Deal with POH and mortgages

My business partners and I are looking at purchasing a park in Iowa that has 6 POH, 3 of them are vacant and 3 of them carry a mortgage balance. The owner wants to sell the homes/mortgages with the park. Here is my question, if/when we purchase the 3 mortgages do we need to be SAFE act licensed?

Thanks for any help!

Mortgage isn’t quite the right word because the homes aren’t real property but chattel (personalty). So the answer lies in how your state construes the contracts – is it an RTO or a contract-for-deed or a true sale & mortgage (per Dodd-Frank definition) and then will you be a “servicer?” Most of the new regulations regard “originating” loans which you’re not “originating” if you are just “servicing” them. On the other hand, you still have to follow the rules.

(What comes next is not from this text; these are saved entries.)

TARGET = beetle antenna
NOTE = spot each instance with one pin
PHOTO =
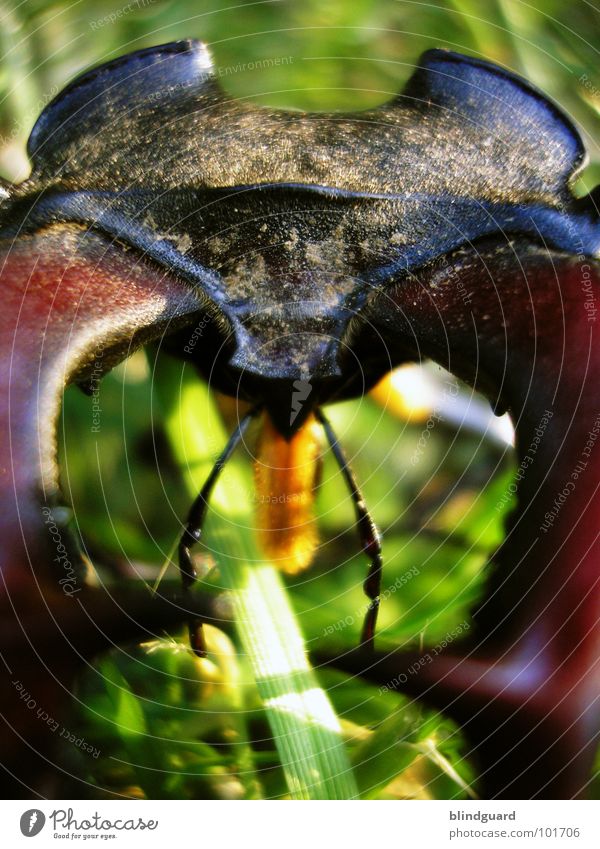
(367, 530)
(195, 521)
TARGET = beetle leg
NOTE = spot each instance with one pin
(368, 534)
(193, 528)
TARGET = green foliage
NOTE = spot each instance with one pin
(165, 724)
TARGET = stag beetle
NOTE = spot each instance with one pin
(321, 250)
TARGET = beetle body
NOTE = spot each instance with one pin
(276, 250)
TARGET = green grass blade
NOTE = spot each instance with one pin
(305, 727)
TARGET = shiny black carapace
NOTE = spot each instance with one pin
(292, 228)
(295, 259)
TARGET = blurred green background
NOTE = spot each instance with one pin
(164, 723)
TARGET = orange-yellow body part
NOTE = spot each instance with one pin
(285, 477)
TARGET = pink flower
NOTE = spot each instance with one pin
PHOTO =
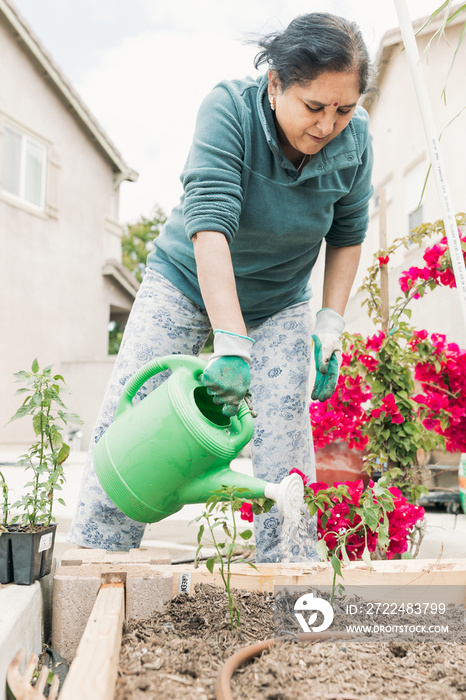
(318, 486)
(390, 408)
(375, 342)
(303, 476)
(369, 362)
(246, 512)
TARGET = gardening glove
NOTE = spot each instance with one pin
(327, 352)
(227, 375)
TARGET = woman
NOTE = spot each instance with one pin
(277, 165)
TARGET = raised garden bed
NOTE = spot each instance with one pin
(180, 653)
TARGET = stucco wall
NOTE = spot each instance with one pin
(399, 143)
(55, 301)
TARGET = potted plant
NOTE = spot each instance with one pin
(27, 539)
(401, 390)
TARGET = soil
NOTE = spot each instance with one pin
(179, 654)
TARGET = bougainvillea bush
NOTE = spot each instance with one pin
(401, 391)
(354, 522)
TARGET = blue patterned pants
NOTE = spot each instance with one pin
(165, 322)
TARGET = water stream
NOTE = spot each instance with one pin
(299, 533)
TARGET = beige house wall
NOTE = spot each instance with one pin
(55, 301)
(399, 145)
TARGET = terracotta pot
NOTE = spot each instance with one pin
(337, 462)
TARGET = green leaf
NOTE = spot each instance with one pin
(210, 564)
(63, 454)
(38, 422)
(322, 549)
(20, 413)
(371, 516)
(366, 557)
(336, 564)
(344, 555)
(21, 376)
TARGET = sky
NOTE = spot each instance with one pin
(143, 67)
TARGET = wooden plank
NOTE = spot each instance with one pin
(420, 572)
(93, 673)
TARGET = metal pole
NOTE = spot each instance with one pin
(451, 228)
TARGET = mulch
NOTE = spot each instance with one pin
(179, 654)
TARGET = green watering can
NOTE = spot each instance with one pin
(175, 446)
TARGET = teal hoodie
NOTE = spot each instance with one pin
(237, 181)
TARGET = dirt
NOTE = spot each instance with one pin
(179, 654)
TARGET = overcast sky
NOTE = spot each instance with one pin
(143, 66)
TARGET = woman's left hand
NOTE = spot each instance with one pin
(327, 352)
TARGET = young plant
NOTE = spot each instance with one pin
(5, 510)
(220, 519)
(45, 457)
(353, 521)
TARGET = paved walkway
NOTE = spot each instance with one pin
(445, 533)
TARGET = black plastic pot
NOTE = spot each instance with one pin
(26, 556)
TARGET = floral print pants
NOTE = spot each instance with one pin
(165, 322)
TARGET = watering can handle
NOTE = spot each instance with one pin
(153, 367)
(174, 362)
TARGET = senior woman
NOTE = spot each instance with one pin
(277, 165)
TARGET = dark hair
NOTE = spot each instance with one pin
(313, 44)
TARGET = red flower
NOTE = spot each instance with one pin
(246, 512)
(375, 342)
(303, 476)
(390, 408)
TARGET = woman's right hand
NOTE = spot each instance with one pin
(227, 376)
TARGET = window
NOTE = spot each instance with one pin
(23, 171)
(414, 183)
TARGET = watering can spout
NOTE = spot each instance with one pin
(287, 494)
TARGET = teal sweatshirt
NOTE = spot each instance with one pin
(237, 181)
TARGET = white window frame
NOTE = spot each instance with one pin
(25, 139)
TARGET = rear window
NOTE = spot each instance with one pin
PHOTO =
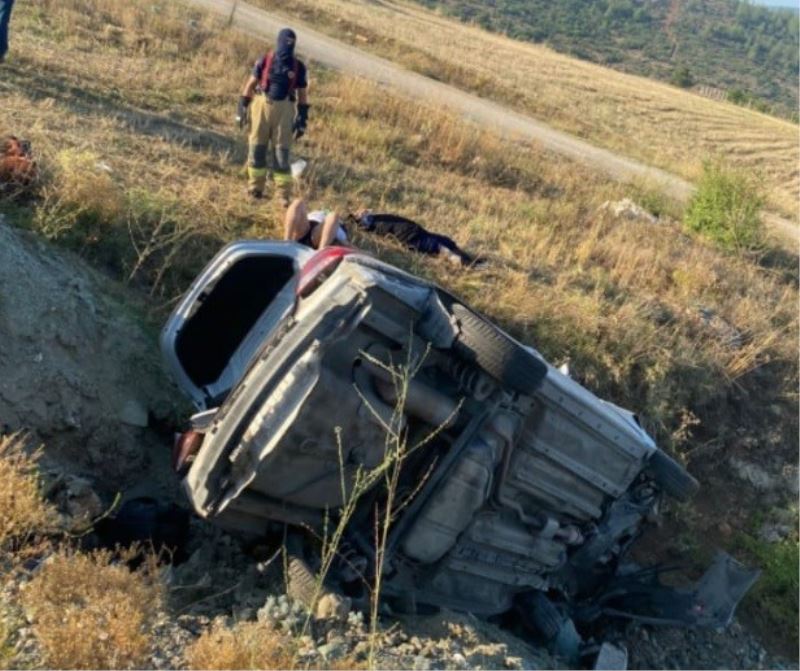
(226, 314)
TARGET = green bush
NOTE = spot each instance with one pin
(726, 208)
(776, 591)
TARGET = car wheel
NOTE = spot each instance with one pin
(301, 584)
(672, 477)
(490, 349)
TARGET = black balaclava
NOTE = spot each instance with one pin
(284, 51)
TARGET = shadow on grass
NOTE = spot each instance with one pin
(26, 76)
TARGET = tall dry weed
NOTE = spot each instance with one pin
(89, 611)
(246, 645)
(24, 516)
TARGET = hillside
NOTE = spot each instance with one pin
(129, 110)
(749, 52)
(659, 124)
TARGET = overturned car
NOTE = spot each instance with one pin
(522, 491)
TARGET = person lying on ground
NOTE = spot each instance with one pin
(317, 229)
(413, 236)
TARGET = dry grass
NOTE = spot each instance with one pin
(91, 613)
(24, 516)
(659, 124)
(246, 645)
(252, 645)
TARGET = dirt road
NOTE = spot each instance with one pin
(484, 113)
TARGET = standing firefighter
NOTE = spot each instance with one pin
(278, 81)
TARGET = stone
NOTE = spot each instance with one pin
(332, 650)
(75, 497)
(421, 663)
(133, 413)
(333, 607)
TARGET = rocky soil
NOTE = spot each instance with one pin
(81, 374)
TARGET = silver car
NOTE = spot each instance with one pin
(526, 493)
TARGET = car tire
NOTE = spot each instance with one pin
(540, 615)
(491, 350)
(672, 477)
(301, 583)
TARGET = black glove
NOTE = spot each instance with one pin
(241, 111)
(300, 121)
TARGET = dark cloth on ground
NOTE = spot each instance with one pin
(411, 234)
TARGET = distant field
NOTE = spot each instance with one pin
(659, 124)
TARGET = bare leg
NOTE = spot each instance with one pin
(325, 235)
(296, 223)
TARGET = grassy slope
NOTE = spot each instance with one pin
(148, 91)
(724, 44)
(656, 123)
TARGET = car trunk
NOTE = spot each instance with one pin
(226, 312)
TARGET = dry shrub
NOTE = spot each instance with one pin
(80, 200)
(24, 515)
(252, 645)
(246, 645)
(91, 613)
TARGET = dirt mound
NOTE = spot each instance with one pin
(77, 368)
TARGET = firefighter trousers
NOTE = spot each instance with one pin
(270, 135)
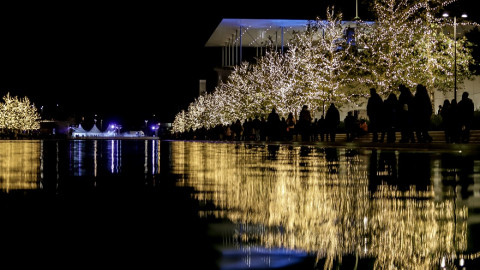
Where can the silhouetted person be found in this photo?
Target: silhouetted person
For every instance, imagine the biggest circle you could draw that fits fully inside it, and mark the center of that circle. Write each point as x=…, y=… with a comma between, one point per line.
x=257, y=125
x=304, y=123
x=273, y=124
x=332, y=120
x=320, y=126
x=422, y=110
x=465, y=113
x=374, y=112
x=455, y=125
x=237, y=129
x=350, y=126
x=291, y=122
x=446, y=115
x=405, y=123
x=391, y=108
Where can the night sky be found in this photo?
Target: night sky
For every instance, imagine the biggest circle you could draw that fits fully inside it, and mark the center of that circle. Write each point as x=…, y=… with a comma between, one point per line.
x=126, y=61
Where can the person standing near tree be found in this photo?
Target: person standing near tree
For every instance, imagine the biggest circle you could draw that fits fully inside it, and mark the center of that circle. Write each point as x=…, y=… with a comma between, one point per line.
x=422, y=113
x=304, y=123
x=332, y=120
x=466, y=112
x=405, y=120
x=374, y=113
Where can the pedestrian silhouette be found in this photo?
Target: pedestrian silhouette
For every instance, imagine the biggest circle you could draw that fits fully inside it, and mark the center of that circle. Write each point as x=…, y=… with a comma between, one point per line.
x=332, y=120
x=422, y=113
x=304, y=123
x=465, y=112
x=374, y=113
x=405, y=121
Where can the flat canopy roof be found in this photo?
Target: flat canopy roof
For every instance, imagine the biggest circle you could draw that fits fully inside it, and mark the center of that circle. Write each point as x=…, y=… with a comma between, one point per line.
x=256, y=32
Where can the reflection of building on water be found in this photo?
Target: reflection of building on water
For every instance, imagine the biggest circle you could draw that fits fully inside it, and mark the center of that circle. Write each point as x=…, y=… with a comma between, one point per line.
x=91, y=157
x=321, y=202
x=111, y=131
x=19, y=164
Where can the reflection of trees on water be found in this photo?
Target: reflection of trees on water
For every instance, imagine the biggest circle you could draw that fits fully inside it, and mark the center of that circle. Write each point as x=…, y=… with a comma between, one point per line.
x=19, y=164
x=323, y=201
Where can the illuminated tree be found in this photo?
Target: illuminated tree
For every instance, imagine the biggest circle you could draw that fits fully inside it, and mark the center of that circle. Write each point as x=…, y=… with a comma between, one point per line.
x=327, y=63
x=406, y=45
x=324, y=54
x=18, y=114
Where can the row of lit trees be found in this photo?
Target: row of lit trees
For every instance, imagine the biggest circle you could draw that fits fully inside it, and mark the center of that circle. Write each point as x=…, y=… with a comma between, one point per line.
x=18, y=114
x=404, y=45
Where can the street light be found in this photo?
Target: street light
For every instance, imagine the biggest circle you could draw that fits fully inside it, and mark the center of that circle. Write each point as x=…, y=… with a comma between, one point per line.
x=464, y=15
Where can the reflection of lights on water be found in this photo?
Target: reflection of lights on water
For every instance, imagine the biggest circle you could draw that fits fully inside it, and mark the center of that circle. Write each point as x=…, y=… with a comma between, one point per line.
x=302, y=202
x=20, y=164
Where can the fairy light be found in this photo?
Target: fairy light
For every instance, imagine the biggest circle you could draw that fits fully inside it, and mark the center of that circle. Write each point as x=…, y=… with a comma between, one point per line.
x=405, y=45
x=18, y=114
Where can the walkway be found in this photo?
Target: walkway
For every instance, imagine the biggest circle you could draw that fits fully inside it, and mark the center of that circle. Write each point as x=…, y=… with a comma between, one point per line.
x=365, y=141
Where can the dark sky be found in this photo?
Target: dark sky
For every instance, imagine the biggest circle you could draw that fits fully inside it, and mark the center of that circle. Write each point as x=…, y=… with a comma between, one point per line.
x=124, y=60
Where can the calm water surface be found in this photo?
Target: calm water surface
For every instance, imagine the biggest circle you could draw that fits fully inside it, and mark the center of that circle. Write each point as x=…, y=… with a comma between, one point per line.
x=253, y=206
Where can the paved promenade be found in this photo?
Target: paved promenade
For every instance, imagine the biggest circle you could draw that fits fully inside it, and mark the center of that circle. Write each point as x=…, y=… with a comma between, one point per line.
x=365, y=141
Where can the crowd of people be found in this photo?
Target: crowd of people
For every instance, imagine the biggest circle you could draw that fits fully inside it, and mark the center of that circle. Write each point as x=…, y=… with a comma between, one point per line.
x=408, y=114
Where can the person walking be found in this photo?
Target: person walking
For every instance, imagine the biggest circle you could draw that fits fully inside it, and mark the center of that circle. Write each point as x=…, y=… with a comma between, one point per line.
x=290, y=126
x=350, y=126
x=391, y=109
x=446, y=114
x=332, y=120
x=304, y=123
x=273, y=125
x=466, y=111
x=405, y=121
x=374, y=113
x=422, y=113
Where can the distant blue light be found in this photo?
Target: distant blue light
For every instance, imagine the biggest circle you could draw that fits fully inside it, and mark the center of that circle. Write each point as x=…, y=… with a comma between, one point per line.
x=278, y=257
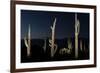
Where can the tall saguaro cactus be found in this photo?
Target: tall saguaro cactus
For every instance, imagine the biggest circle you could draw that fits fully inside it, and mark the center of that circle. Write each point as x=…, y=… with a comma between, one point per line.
x=52, y=44
x=77, y=29
x=27, y=41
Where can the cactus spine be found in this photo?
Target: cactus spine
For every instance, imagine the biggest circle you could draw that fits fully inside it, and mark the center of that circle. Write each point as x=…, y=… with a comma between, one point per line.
x=28, y=41
x=77, y=29
x=52, y=44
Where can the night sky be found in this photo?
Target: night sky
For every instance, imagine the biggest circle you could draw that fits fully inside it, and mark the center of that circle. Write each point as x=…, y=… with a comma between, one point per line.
x=41, y=21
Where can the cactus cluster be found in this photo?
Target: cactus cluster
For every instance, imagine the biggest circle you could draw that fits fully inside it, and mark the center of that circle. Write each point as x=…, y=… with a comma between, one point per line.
x=77, y=29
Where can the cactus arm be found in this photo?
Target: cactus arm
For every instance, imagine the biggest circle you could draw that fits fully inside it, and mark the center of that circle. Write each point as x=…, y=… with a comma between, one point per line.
x=77, y=29
x=25, y=41
x=52, y=41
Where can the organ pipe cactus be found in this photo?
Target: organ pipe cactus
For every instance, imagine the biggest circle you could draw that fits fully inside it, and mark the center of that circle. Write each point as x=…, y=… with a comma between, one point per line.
x=77, y=29
x=53, y=46
x=27, y=41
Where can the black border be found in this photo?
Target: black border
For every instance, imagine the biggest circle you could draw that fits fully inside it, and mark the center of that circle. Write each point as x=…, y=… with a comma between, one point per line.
x=13, y=32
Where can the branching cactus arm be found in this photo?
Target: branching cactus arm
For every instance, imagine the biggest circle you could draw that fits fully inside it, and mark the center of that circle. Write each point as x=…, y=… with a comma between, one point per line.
x=52, y=44
x=77, y=29
x=28, y=41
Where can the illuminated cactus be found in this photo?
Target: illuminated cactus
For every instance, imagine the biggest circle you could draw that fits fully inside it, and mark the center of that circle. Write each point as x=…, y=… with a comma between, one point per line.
x=77, y=29
x=81, y=46
x=52, y=44
x=69, y=44
x=28, y=42
x=44, y=47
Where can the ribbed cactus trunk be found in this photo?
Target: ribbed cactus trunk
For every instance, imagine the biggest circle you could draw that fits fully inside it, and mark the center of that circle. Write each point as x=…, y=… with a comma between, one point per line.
x=44, y=47
x=28, y=42
x=77, y=28
x=52, y=41
x=81, y=45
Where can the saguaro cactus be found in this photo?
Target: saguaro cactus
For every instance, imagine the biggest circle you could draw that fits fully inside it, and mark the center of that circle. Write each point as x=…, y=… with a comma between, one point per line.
x=77, y=29
x=27, y=41
x=44, y=46
x=52, y=40
x=69, y=44
x=81, y=45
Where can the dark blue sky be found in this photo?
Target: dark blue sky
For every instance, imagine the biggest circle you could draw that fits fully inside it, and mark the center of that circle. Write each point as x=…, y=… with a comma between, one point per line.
x=40, y=22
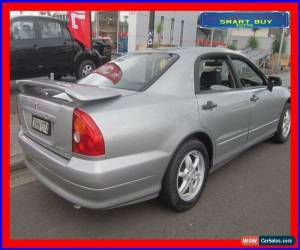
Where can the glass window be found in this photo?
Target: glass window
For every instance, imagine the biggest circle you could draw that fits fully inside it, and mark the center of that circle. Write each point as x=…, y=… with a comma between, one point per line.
x=172, y=31
x=50, y=29
x=132, y=72
x=247, y=75
x=66, y=34
x=215, y=75
x=22, y=30
x=181, y=33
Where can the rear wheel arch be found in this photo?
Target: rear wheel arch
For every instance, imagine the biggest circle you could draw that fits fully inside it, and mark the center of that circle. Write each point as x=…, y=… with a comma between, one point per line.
x=202, y=137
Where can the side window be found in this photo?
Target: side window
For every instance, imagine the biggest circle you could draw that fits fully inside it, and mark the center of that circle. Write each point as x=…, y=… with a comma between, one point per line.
x=50, y=29
x=247, y=75
x=22, y=30
x=215, y=75
x=66, y=34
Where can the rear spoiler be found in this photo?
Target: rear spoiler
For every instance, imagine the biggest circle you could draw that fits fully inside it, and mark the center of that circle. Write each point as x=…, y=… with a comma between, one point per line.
x=77, y=92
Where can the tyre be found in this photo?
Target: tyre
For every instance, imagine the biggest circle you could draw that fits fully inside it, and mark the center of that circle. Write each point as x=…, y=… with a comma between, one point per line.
x=85, y=68
x=284, y=126
x=186, y=176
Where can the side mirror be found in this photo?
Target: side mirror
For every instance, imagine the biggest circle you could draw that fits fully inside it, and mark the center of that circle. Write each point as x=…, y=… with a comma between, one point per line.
x=273, y=81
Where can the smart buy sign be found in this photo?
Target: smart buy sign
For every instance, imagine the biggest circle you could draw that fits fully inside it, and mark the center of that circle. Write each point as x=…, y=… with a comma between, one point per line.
x=243, y=20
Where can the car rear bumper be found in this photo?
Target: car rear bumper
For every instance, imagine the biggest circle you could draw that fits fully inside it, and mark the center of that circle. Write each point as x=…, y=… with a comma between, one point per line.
x=97, y=184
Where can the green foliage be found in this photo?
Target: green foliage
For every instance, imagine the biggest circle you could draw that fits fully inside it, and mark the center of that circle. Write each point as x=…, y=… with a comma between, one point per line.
x=252, y=43
x=155, y=45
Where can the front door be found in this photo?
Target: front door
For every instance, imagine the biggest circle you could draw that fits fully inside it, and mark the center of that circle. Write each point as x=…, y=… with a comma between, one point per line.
x=265, y=108
x=23, y=49
x=224, y=109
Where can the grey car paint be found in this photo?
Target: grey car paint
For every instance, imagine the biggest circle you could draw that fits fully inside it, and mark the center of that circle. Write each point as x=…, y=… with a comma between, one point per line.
x=142, y=131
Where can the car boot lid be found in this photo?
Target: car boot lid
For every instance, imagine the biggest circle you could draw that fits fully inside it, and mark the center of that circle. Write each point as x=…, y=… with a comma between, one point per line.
x=79, y=93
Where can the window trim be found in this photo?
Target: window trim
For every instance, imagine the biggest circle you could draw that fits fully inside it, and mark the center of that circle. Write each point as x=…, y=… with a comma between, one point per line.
x=50, y=38
x=225, y=56
x=163, y=71
x=239, y=86
x=35, y=28
x=253, y=67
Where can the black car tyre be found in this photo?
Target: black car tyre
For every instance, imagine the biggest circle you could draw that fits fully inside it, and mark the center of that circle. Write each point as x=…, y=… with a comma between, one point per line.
x=85, y=68
x=186, y=176
x=284, y=126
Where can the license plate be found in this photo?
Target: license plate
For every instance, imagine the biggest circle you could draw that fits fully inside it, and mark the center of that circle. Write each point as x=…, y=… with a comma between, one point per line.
x=41, y=125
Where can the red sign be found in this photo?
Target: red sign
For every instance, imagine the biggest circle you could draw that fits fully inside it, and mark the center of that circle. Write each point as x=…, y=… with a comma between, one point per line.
x=80, y=26
x=111, y=71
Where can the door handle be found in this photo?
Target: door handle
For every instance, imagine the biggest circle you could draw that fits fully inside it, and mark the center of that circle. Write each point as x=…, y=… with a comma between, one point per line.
x=209, y=105
x=254, y=98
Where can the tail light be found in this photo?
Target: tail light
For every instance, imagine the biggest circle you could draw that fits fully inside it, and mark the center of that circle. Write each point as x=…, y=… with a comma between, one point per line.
x=87, y=138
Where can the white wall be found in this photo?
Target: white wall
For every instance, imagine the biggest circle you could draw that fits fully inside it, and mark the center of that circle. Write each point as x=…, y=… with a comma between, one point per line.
x=189, y=30
x=138, y=22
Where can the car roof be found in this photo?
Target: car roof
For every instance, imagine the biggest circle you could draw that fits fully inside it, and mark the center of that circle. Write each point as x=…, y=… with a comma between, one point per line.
x=192, y=51
x=49, y=18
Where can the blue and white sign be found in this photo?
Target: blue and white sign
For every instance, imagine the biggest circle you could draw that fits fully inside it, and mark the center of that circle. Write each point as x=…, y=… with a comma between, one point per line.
x=223, y=20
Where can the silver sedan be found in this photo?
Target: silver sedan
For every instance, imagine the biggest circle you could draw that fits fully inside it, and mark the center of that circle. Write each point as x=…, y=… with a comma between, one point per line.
x=148, y=124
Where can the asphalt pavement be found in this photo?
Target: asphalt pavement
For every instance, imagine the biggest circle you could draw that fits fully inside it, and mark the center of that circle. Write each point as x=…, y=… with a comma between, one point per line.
x=248, y=196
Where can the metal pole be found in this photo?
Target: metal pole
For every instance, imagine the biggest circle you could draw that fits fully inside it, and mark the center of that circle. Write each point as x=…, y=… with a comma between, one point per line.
x=118, y=30
x=212, y=37
x=150, y=36
x=96, y=24
x=280, y=48
x=228, y=37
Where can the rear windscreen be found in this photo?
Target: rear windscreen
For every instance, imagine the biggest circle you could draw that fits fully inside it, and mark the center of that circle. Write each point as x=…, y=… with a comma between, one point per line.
x=132, y=72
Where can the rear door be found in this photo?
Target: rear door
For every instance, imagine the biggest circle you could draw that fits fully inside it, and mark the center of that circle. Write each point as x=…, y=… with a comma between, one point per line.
x=224, y=110
x=56, y=50
x=265, y=108
x=23, y=48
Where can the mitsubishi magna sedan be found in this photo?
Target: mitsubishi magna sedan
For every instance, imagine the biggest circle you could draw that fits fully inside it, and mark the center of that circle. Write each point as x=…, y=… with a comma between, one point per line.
x=148, y=124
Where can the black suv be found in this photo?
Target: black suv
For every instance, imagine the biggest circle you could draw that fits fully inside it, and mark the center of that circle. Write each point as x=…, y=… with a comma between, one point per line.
x=40, y=45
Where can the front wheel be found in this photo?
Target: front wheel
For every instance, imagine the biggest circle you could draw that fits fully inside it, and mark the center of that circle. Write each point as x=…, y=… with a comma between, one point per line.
x=186, y=176
x=85, y=68
x=284, y=126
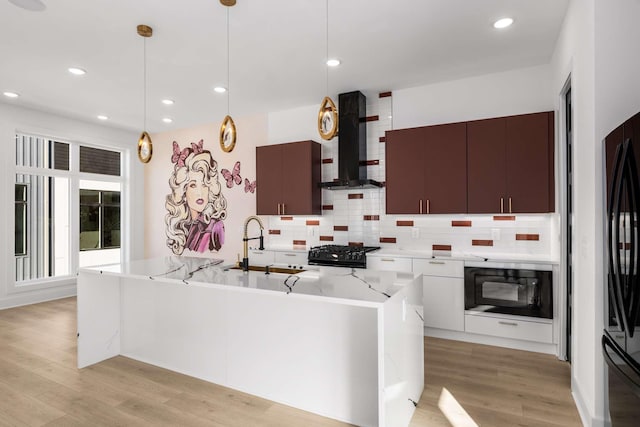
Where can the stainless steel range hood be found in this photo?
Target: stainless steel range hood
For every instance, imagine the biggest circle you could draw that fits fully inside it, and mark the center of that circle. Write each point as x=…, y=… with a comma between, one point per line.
x=352, y=144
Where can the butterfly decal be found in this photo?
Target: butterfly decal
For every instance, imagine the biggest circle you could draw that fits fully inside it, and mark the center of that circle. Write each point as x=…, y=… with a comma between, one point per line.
x=249, y=186
x=197, y=148
x=232, y=177
x=178, y=156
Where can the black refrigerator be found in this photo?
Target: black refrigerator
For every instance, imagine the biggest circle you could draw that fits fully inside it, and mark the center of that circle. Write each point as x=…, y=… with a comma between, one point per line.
x=621, y=336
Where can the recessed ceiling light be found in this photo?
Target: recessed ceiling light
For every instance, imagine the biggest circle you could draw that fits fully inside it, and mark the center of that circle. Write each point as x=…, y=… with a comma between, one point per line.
x=77, y=71
x=503, y=23
x=33, y=5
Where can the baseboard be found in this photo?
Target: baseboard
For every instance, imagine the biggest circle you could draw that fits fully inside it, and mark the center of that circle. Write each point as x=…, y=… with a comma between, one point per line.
x=491, y=340
x=588, y=420
x=42, y=295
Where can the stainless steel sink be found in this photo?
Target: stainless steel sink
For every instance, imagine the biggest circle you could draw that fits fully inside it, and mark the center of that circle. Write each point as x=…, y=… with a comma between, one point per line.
x=271, y=269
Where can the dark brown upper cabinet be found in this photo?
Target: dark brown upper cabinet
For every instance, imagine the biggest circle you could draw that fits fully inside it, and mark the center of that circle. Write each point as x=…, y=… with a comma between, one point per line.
x=288, y=176
x=510, y=164
x=630, y=129
x=426, y=170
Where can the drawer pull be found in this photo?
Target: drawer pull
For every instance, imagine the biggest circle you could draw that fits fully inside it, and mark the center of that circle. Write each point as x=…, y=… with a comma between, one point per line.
x=507, y=323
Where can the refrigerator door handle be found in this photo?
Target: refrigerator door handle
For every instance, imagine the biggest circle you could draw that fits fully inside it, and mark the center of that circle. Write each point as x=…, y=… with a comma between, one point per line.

If the homes have a mortgage balance, then they are not POH but owned by the resident. You are purchasing 3 notes (or contracts) and 3 empty POH with the park.

If the contracts aren’t written “right,” you could be purchasing a big liability. So have them looked at by your attorney.

The rules are federal but implemented by the states. So you’ll have to ask someone in Iowa. This area of law is very new and completely unclear in many ways. So you’ll probably have to get comfortable with some risk. What’s your liability? Probably capped at most (for realistic situations) at the amount of the note. So don’t put too much value on those notes. They may pay off or they may not, and if they don’t then you have the homes instead, which could be worth whatever they’re worth.